My tongue is sealed within my mouth
– Benim dil olduğunu sealed içinde benim ağız
These certain words, they can’t come out
– Bu belirli kelimeler, dışarı çıkamazlar
These thoughts are walking on their own
– Bu düşünceler kendi başlarına yürüyor
Dancing around with no control
– Hiçbir kontrolü ile etrafında dans
I know what I did to you was wrong
– Sana yaptığımın yanlış olduğunu biliyorum.
Hence why I’ve kept it for this long
– Bu yüzden neden bu kadar uzun süre sakladım
Secrets have been brewing up a storm
– Sırlar bir fırtına kadar Demleme edilmiştir
Did not expect it to transform
– Dönüşmesini beklemiyordum
Soaked up in my brain
– Beynimde sırılsıklam
For another day these things I’m tryna say
– Başka bir gün için bu şeyler söylemeye çalışıyorum
Get drenched and swept away, that’s the truth
– Sırılsıklam ve süpürüldü olsun, bu gerçek
Soaked up in my brain
– Beynimde sırılsıklam
Don’t know what to say, something about you boy
– Ne diyeceğimi bilmiyorum, senin hakkında bir şey çocuk
You soak up half my brain, yes you do
– Beynimin yarısını emiyorsun, Evet yapıyorsun
Something about you boy
– Senin hakkında bir şey oğlum
You soak up half my brain
– Beynimin yarısını emiyorsun.
You look at me like I hit you
– Beni istediğin vurdum görünüyorsun
Stole all your things then left you bruised
– Bütün eşyalarını çaldıktan sonra morardın.

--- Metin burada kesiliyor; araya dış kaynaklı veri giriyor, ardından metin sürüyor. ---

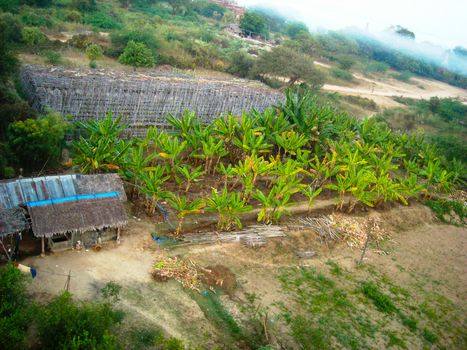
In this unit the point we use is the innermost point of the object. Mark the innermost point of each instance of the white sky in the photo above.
(439, 22)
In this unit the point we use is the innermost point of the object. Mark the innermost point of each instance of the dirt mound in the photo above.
(219, 276)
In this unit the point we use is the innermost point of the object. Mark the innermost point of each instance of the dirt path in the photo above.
(381, 91)
(424, 248)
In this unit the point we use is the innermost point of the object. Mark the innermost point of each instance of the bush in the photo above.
(137, 55)
(14, 314)
(144, 36)
(377, 67)
(404, 76)
(10, 28)
(240, 64)
(102, 20)
(253, 24)
(33, 36)
(94, 52)
(65, 324)
(34, 19)
(341, 74)
(53, 57)
(9, 5)
(37, 142)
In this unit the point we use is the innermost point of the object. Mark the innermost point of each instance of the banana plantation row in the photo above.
(269, 160)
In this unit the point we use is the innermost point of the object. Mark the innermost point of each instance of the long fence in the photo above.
(142, 99)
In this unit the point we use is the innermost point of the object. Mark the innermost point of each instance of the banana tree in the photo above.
(228, 207)
(291, 141)
(276, 203)
(102, 149)
(172, 149)
(188, 175)
(311, 193)
(212, 149)
(183, 208)
(252, 142)
(151, 186)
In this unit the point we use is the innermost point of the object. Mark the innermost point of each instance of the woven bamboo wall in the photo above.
(143, 99)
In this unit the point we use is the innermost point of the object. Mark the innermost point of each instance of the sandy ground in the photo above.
(382, 90)
(419, 245)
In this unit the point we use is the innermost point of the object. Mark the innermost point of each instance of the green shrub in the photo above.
(14, 314)
(137, 55)
(102, 20)
(53, 57)
(64, 324)
(9, 5)
(240, 64)
(444, 208)
(94, 52)
(404, 76)
(33, 36)
(341, 74)
(376, 67)
(34, 18)
(37, 142)
(382, 302)
(10, 28)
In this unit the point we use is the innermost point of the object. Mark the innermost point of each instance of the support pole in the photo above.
(43, 248)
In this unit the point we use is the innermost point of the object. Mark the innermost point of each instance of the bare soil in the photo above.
(420, 250)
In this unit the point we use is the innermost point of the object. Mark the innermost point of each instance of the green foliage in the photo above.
(404, 32)
(253, 23)
(94, 52)
(445, 210)
(208, 9)
(10, 28)
(341, 74)
(382, 302)
(9, 5)
(14, 314)
(102, 20)
(33, 36)
(286, 63)
(228, 206)
(137, 55)
(377, 67)
(404, 76)
(184, 207)
(102, 149)
(241, 64)
(65, 324)
(53, 57)
(294, 29)
(38, 142)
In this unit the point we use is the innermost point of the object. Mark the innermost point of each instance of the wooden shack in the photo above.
(62, 210)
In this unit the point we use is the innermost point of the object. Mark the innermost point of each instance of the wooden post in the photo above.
(43, 248)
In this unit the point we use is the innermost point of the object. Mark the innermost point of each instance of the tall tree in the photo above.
(137, 55)
(253, 23)
(286, 63)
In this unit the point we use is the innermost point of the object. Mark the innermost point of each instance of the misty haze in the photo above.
(221, 174)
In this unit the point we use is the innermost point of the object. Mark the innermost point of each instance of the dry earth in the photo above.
(420, 250)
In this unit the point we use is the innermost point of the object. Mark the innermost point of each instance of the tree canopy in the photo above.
(253, 23)
(137, 55)
(284, 62)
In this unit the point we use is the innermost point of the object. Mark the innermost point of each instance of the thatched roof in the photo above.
(77, 216)
(67, 203)
(12, 221)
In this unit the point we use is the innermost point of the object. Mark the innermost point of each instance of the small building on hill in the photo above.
(64, 209)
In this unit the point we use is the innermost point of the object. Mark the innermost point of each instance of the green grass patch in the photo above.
(217, 314)
(429, 336)
(382, 302)
(445, 208)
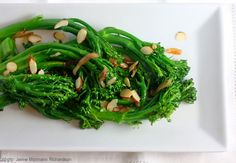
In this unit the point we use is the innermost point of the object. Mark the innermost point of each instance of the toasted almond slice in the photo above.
(84, 60)
(81, 36)
(134, 72)
(102, 76)
(124, 109)
(41, 72)
(78, 84)
(126, 93)
(133, 66)
(22, 34)
(111, 81)
(154, 46)
(11, 66)
(61, 23)
(174, 51)
(35, 38)
(124, 65)
(55, 55)
(127, 82)
(147, 50)
(135, 96)
(104, 104)
(6, 72)
(32, 66)
(59, 36)
(163, 85)
(111, 105)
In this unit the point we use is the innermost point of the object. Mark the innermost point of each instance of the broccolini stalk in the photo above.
(5, 100)
(7, 49)
(45, 90)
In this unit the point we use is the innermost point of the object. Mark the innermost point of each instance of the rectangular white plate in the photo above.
(197, 127)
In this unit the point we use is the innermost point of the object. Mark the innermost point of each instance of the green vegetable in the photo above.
(92, 95)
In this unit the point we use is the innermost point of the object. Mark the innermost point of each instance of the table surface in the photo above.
(142, 157)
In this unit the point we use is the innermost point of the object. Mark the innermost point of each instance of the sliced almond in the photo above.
(104, 104)
(154, 46)
(78, 84)
(60, 36)
(127, 82)
(147, 50)
(113, 62)
(11, 66)
(124, 65)
(126, 93)
(35, 38)
(84, 60)
(163, 85)
(81, 36)
(61, 23)
(174, 51)
(133, 66)
(6, 72)
(41, 72)
(55, 55)
(111, 105)
(22, 34)
(134, 72)
(102, 76)
(111, 81)
(124, 109)
(32, 66)
(135, 96)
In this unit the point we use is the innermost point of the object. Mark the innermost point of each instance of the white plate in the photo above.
(197, 127)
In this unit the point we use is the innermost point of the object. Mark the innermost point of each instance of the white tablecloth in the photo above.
(144, 157)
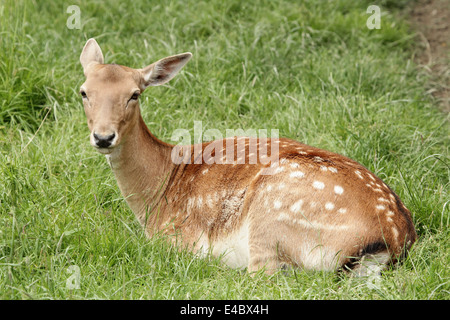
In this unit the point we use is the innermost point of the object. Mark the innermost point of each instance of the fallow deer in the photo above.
(311, 208)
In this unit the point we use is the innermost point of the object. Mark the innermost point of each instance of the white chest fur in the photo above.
(233, 249)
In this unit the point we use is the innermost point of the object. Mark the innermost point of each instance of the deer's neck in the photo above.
(142, 166)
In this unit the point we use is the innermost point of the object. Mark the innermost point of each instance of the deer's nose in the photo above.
(103, 141)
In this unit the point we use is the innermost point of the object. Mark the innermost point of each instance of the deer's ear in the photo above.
(163, 70)
(91, 54)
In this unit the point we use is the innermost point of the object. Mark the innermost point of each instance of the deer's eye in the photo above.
(135, 96)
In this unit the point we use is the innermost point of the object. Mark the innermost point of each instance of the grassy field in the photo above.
(311, 69)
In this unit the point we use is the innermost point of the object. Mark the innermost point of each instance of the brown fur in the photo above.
(315, 209)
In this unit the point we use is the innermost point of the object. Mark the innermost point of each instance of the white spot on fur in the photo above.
(329, 206)
(277, 204)
(279, 169)
(297, 206)
(338, 190)
(318, 185)
(283, 217)
(297, 174)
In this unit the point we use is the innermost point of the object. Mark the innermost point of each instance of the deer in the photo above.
(310, 208)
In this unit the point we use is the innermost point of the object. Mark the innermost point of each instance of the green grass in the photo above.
(310, 69)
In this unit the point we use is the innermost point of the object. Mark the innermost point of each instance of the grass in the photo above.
(312, 70)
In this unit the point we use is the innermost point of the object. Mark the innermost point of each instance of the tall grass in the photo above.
(310, 69)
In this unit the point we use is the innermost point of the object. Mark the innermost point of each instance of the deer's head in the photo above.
(111, 93)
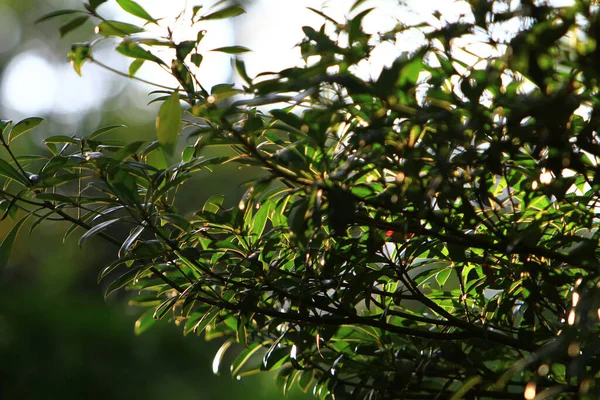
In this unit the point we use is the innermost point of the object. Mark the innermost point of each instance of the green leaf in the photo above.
(10, 172)
(116, 28)
(4, 124)
(442, 276)
(196, 59)
(134, 50)
(134, 234)
(168, 122)
(80, 52)
(96, 3)
(96, 229)
(188, 153)
(232, 49)
(205, 320)
(240, 67)
(228, 12)
(144, 322)
(260, 219)
(55, 14)
(9, 240)
(104, 130)
(219, 356)
(135, 9)
(23, 126)
(72, 25)
(243, 357)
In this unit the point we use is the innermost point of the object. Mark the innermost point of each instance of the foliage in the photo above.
(428, 233)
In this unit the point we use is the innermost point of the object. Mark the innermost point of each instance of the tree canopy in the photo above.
(427, 233)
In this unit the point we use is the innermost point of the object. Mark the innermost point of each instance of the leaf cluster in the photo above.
(429, 233)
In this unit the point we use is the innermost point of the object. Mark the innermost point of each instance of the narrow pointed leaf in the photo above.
(57, 14)
(144, 322)
(104, 130)
(9, 240)
(232, 49)
(97, 229)
(135, 9)
(228, 12)
(116, 28)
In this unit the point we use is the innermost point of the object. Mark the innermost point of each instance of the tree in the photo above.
(429, 233)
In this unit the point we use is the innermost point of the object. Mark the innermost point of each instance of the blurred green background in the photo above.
(59, 338)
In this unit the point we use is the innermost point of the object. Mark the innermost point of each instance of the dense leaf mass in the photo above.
(427, 233)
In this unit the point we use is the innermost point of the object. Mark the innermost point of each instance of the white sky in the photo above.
(271, 28)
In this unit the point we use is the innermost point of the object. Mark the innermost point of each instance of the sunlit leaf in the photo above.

Look what I’ve got myself into
– Ne yaptım kendimi içine bak
My words are stuck, my body too
– Sözlerim sıkıştı, vücudum da
I know what I did to you was wrong (know what I did to you was wrong)
– Sana yaptığım şeyin yanlış olduğunu biliyorum (sana yaptığım şeyin yanlış olduğunu biliyorum)
Hence why I’ve kept it for this long (so long, so long)
– Bu yüzden neden bu kadar uzun süre sakladım (çok uzun, çok uzun)
Secrets have been brewing up a storm (a storm)
– Sırlar bir fırtına (bir fırtına) Demleme edilmiştir)
Did not expect it to transform
– Dönüşmesini beklemiyordum
Soaked up in my brain
– Beynimde sırılsıklam
For another day these things I’m tryna say
– Başka bir gün için bu şeyleri söylemeye çalışıyorum
Get drenched and swept away, that’s the truth
– Sırılsıklam ve süpürüldü olsun, bu gerçek
Soaked up in my brain
– Beynimde sırılsıklam
Don’t know what to say, something about you boy
– Ne diyeceğimi bilmiyorum, senin hakkında bir şey çocuk
You soak up half my brain, yes you do
– Beynimin yarısını emiyorsun, Evet yapıyorsun
Something about you boy
– Senin hakkında bir şey oğlum
You soak up half my brain, yes you do
– Beynimin yarısını emiyorsun, Evet yapıyorsun
Something about you boy
– Senin hakkında bir şey oğlum
You soak up half my brain, yes you do
– Beynimin yarısını emiyorsun, Evet yapıyorsun
I know what I did to you was wrong (know what I did to you was wrong)
– Sana yaptığım şeyin yanlış olduğunu biliyorum (sana yaptığım şeyin yanlış olduğunu biliyorum)
Hence why I’ve kept it for this long (so long, so long)
– Bu yüzden neden bu kadar uzun süre sakladım (çok uzun, çok uzun)
Secrets have been brewing up a storm (a storm)
– Sırlar bir fırtına (bir fırtına) Demleme edilmiştir)
Did not expect it to transform (transform)
– Dönüşmesini beklemiyordum (dönüştür)
Soaked up in my brain
– Beynimde sırılsıklam
For another day these things I’m tryna say
– Başka bir gün için bu şeyleri söylemeye çalışıyorum
Get drenched and swept away, that’s the truth
– Sırılsıklam ve süpürüldü olsun, bu gerçek
Soaked up in my brain
– Beynimde sırılsıklam
Don’t know what to say, something about you boy
– Ne diyeceğimi bilmiyorum, senin hakkında bir şey çocuk
You soak up half my brain, yes you do
– Beynimin yarısını emiyorsun, Evet yapıyorsun
Something about you boy
– Senin hakkında bir şey oğlum
You soak up half my brain, yes you do
– Beynimin yarısını emiyorsun, Evet yapıyorsun
Something about you boy
– Senin hakkında bir şey oğlum
You soak up half my brain, yes you do
– Beynimin yarısını emiyorsun, Evet yapıyorsun
Bir yanıt yazın
Yorum yapabilmek için oturum açmalısınız.